We recently hosted a webinar and demonstration to show how Intelligent Exploration and the Virtualitics AI Platform can help solve a classic business problem: customer churn. Just one of many practical applications, this example helps show how AI-guided exploration gets to the heart of the matter without requiring specialized data science techniques. Read on for an overview with video highlights, or watch the full webinar here.
Whether you’re producing physical products, or software, or providing continuing services, customer churn is probably on your radar. And the statistics on customer churn and the financial impact on businesses are plentiful:
- A variety of sources claim that it’s anywhere between 5 to 25 times more expensive to get a new customer than it is to keep a current one.
- It’s estimated that improving your retention rates by as little as 5% could raise profits by 25% to 95%.
Here’s the bottom line: companies that are prioritizing customer experience have been shown to be up to 60% more profitable than their counterparts that don’t. Customer experience and retention are clearly linked…but not every customer has the same needs.
That’s where your data comes into play. Your data can tell you what keeps customers coming back, and it can help you find the link between customers who leave. It just takes a little Intelligent Exploration to help you create the right customer experience for your organization.
We took a large, complex dataset, used the embedded AI algorithms to analyze it, and visualized it in 3D to clearly illustrate customer segmentation.
7 Steps To Target Customer Churn
Rebecca Woody, our Solutions Engineer, outlined seven steps that she used to identify the source of customer churn with our customer, helping them make the leap from raw data to impactful strategies:
1. Explore the obvious drivers.
There is value in the things you already know. But we don’t want to take those things at face value, and we don’t want to assume those are the only factors impacting your churn rates. Acknowledge what you know, then be willing to look beyond that.
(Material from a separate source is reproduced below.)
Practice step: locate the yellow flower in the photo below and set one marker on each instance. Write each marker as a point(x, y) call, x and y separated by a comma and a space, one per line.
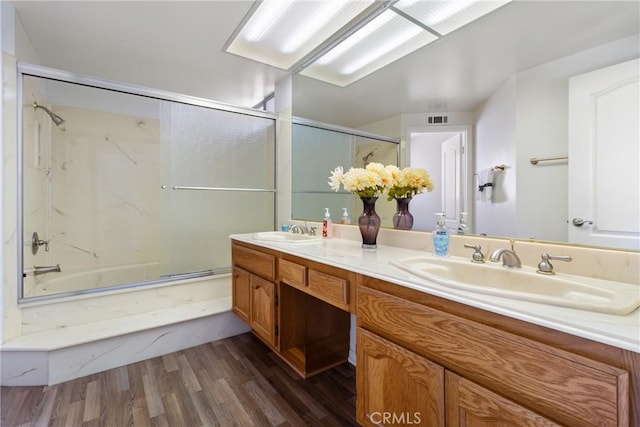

2. Use Smart Mapping to explore possibilities that aren’t fixed.
Look at variables that you actually have some control over, because those are the things that lead to actionable output. Smart Mapping uses AI to surface a target’s key drivers from the list of user-defined options. After identifying the obvious drivers, Rebecca removed them and used Smart Mapping to go a level deeper.
3. Extract a Network Graph to identify customer communities.
Using that same data that you explored in tables and Smart Mapping, quickly create an explorable network graph using our patented Network Extractor. While other analytic techniques look at the data in the aggregate, network graphs show every node (in this case, customer), which allows us to spot patterns.
4. Identify high-churn communities.
Look for the clusters of customers that churned the most, and then use the AI Insight tool to surface the variables that define them. Understanding what defines those communities gives us the information we need to act on.
Intelligent Exploration finds and segments our customers into communities that share key characteristics—then our AI platform allows us to focus in on those communities that also experience high churn.
5. Determine which high-churn communities are worth keeping.
You want to make sure that the customers you keep are the ones that will actually give you a return on investment. Reducing customer churn does have a lot of potential for ROI, but that still doesn't mean there aren't some customers who aren’t worth the investment.
6. Define a retention program targeted to resolve causes of churn for that specific community.
When you understand who you're targeting and what it is you need to do to keep them, you can actually put a program in place. For example, if the data is showing that training and certification are critical to retention, maybe it makes sense to heavily discount that certification, or even give it away.
7. Calculate the KPIs for the program to track progress.
Proving the ROI of your data science and advanced analytics team illustrates that you are providing good value to the business, keeps momentum in place, and provides fuel for future projects.